Bei Verwendung einer (unwirksamen) unbefristeten Fortgeltungsklausel in einem von ihm vorformulierten Angebot zum Kauf einer Immobilie handelt der Zentral- bzw. Vollzugsnotar amtspflichtwidrig, wenn er ohne vorherige Abklärung des Willens der Käufer in Bezug auf das weitere Vorgehen im Rahmen der ihm obliegenden "betreuenden" Belehrung die Annahme der Verkäuferin beurkundet und den Kaufvertrag vollzieht, insbesondere, indem er die Fälligkeit des Kaufpreises gegenüber den Käufern bestätigt. Da die haftungsausfüllende Kausalität dieser Pflichtverletzung für den eingetretenen Kaufpreisschaden feststeht, betrifft die hypothetische Frage, ob dieser auch bei pflichtgemäßem Verhalten des beklagten Notars entstanden wäre, weil die Urkundsbeteiligten ungeachtet der ihnen gegenüber offengelegten Zweifel an der fortbestehenden Wirksamkeit ihres Angebots an dem Abschluss des Kaufvertrags festgehalten hätten, eine im Rahmen des haftungsausfüllenden Zurechnungszusammenhangs zu beachtende Reserveursache, für die der Notar nachweispflichtig ist.
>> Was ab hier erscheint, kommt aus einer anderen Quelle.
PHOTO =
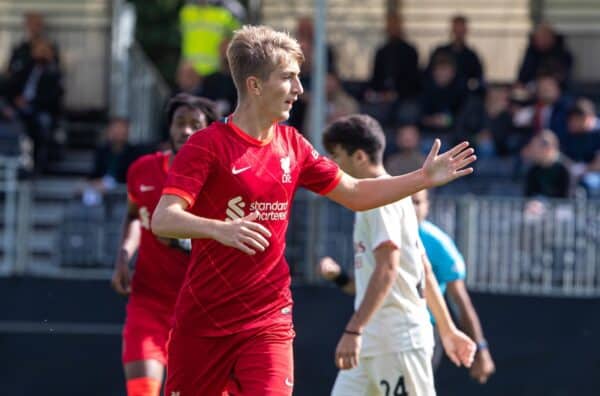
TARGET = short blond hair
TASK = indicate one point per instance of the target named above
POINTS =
(257, 51)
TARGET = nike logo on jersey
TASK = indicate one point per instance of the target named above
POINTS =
(145, 188)
(238, 171)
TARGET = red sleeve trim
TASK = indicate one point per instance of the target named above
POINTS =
(334, 183)
(187, 197)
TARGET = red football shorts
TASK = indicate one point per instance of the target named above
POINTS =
(146, 332)
(252, 363)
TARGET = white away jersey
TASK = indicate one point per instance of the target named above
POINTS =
(402, 322)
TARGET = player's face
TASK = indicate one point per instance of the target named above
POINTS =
(186, 122)
(281, 90)
(421, 204)
(344, 160)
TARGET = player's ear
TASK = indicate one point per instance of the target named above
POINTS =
(360, 156)
(253, 85)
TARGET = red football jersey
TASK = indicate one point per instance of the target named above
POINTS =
(223, 173)
(159, 269)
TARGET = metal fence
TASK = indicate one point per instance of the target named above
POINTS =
(510, 245)
(138, 91)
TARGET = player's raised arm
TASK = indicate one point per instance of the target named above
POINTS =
(438, 169)
(170, 219)
(128, 245)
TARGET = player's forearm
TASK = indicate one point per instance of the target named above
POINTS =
(469, 320)
(436, 302)
(378, 288)
(372, 193)
(172, 222)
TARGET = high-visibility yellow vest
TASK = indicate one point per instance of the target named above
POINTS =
(203, 28)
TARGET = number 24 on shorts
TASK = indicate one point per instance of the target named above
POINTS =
(399, 389)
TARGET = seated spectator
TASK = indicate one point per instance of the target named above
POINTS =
(443, 97)
(468, 65)
(396, 78)
(408, 157)
(35, 93)
(488, 124)
(111, 161)
(339, 102)
(551, 107)
(219, 86)
(187, 79)
(21, 57)
(546, 51)
(548, 175)
(582, 145)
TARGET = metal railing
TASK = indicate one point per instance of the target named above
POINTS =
(138, 91)
(510, 245)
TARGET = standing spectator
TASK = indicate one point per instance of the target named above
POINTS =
(204, 25)
(443, 97)
(409, 156)
(396, 78)
(548, 176)
(546, 51)
(468, 65)
(219, 85)
(35, 92)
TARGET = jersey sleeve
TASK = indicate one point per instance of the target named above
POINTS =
(318, 173)
(132, 173)
(189, 171)
(446, 261)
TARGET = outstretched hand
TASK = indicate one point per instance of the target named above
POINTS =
(443, 168)
(459, 347)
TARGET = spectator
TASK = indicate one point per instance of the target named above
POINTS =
(548, 176)
(187, 79)
(305, 36)
(21, 57)
(35, 93)
(443, 97)
(396, 74)
(204, 25)
(339, 102)
(550, 110)
(488, 123)
(111, 161)
(219, 86)
(546, 51)
(582, 145)
(468, 65)
(409, 156)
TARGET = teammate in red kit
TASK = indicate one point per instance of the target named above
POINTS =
(230, 189)
(161, 263)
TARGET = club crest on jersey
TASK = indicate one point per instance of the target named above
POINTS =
(286, 168)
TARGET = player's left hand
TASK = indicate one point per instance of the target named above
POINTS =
(443, 168)
(348, 351)
(483, 366)
(459, 347)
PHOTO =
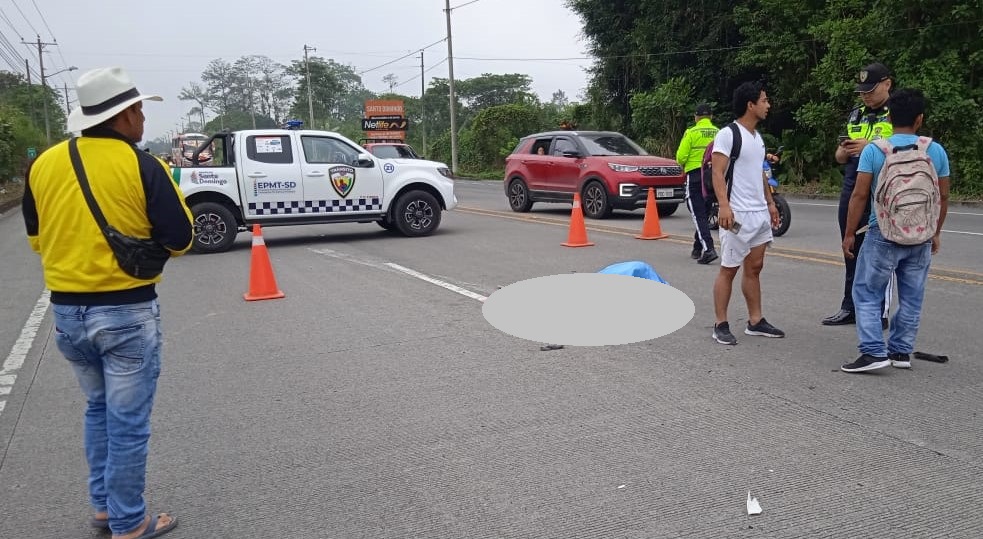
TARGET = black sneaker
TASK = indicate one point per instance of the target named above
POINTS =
(722, 334)
(900, 361)
(763, 329)
(866, 363)
(707, 257)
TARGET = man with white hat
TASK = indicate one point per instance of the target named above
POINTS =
(107, 322)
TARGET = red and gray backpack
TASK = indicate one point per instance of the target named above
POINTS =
(705, 172)
(907, 200)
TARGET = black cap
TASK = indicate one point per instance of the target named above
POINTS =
(869, 76)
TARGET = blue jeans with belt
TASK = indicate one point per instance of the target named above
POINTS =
(115, 353)
(878, 259)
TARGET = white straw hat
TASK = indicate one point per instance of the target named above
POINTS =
(103, 93)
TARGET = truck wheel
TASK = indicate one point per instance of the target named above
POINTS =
(386, 224)
(416, 213)
(215, 228)
(595, 201)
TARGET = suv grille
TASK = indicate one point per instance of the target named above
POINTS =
(661, 171)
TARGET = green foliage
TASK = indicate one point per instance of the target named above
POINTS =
(19, 128)
(807, 51)
(494, 133)
(662, 114)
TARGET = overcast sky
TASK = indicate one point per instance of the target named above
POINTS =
(166, 44)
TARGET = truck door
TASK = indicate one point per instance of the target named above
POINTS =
(270, 179)
(334, 183)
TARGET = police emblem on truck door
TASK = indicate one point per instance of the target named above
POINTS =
(342, 179)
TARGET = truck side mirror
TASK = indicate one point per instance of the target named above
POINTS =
(365, 161)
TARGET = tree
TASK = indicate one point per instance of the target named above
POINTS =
(490, 90)
(219, 77)
(336, 93)
(807, 52)
(195, 92)
(391, 80)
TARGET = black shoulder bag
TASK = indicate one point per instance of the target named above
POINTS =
(140, 258)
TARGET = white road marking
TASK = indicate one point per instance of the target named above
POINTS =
(438, 282)
(402, 269)
(14, 361)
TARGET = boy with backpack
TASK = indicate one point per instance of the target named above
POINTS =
(747, 212)
(907, 179)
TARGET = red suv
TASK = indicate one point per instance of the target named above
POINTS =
(608, 169)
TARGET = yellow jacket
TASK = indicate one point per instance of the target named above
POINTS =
(695, 141)
(136, 194)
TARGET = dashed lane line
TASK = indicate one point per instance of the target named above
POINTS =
(833, 259)
(15, 359)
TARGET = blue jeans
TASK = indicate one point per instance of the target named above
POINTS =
(877, 261)
(115, 353)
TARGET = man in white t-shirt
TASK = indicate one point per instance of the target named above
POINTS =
(746, 216)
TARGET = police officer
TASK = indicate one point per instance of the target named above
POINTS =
(690, 157)
(867, 122)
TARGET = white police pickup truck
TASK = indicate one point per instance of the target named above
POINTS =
(293, 177)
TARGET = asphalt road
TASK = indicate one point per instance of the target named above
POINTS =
(375, 401)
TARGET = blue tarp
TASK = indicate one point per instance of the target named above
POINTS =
(635, 269)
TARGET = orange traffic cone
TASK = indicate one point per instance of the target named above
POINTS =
(578, 230)
(262, 283)
(650, 226)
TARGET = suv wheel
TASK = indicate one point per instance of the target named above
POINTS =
(595, 201)
(518, 194)
(665, 210)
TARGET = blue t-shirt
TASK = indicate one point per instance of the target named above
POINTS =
(872, 159)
Der Rechtsfehler des OLG ist auch entscheidungserheblich. Zwar hat es die Vorinstanz aufgrund der durchgeführten Beweisaufnahme für "sehr viel wahrscheinlicher" gehalten, dass die Kläger auf eine Belehrung des Beklagten hin eine erneute Vertragserklärung abgegeben hätten, als dass der Wohnungskauf nicht abgewickelt worden und der geltend gemachte Kaufpreisschaden nicht entstanden wäre. Dieser (nur) vergleichenden Betrachtung lässt sich indes nicht zweifelsfrei entnehmen, dass das Berufungsgericht es auch bei zutreffender Verortung der Beweislast auf Seiten des beklagten Notars in einem dem Beweismaß des § 287 ZPO entsprechenden Sinne als ganz überwiegend wahrscheinlich und damit als erwiesen angesehen hätte, dass die Kläger auf Hinweis zur Beseitigung der Rechtsunsicherheit ein neues Kaufangebot abgegeben hätten.